O novo vice-presidente da Ecclesia Dei (o presidente é o mesmo da Congregação para a Doutrina da Fé, da qual a Ecclesia Dei depende directamente), mostra compreender algumas das queixas dos críticos do Concílio, mas insiste que essas críticas se devem dirigir mais à interpretação e aplicação erradas do Concílio do que ao Concílio em si, e elenca uma série de teólogos que considera que contribuíram para esse estado, incluindo figuras importantes como Karl Rahner, Yves Congar e Henri-Marie de Lubac.

“Hoje pode-se criticar De Lubac, Congar e Chenu. E muitos jovens estão a escrever dissertações e livros que seriam impossíveis antes.

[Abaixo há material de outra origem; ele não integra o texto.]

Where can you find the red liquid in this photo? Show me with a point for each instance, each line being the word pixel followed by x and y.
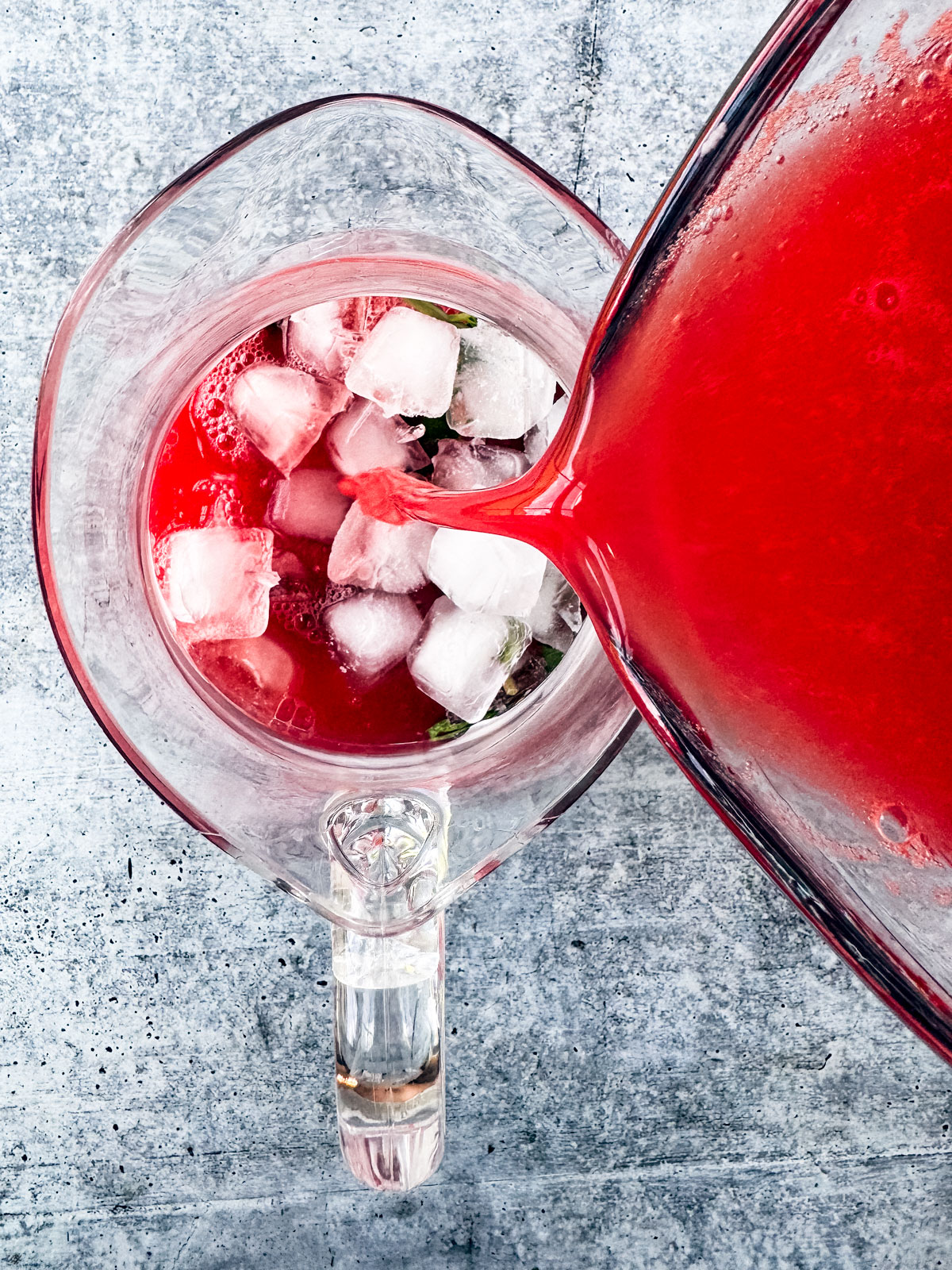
pixel 755 499
pixel 209 473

Diria que a leitura dominante progressista do Concílio está em retirada. Nunca esteve em retirada até agora”, afirma, atribuindo esta realidade ao conhecido discurso feito por Bento XVI à Cúria Romana em 2005, quando afirmou que o Concílio tem de ser lido à luz de uma “hermenêutica de continuidade” e não de “ruptura”.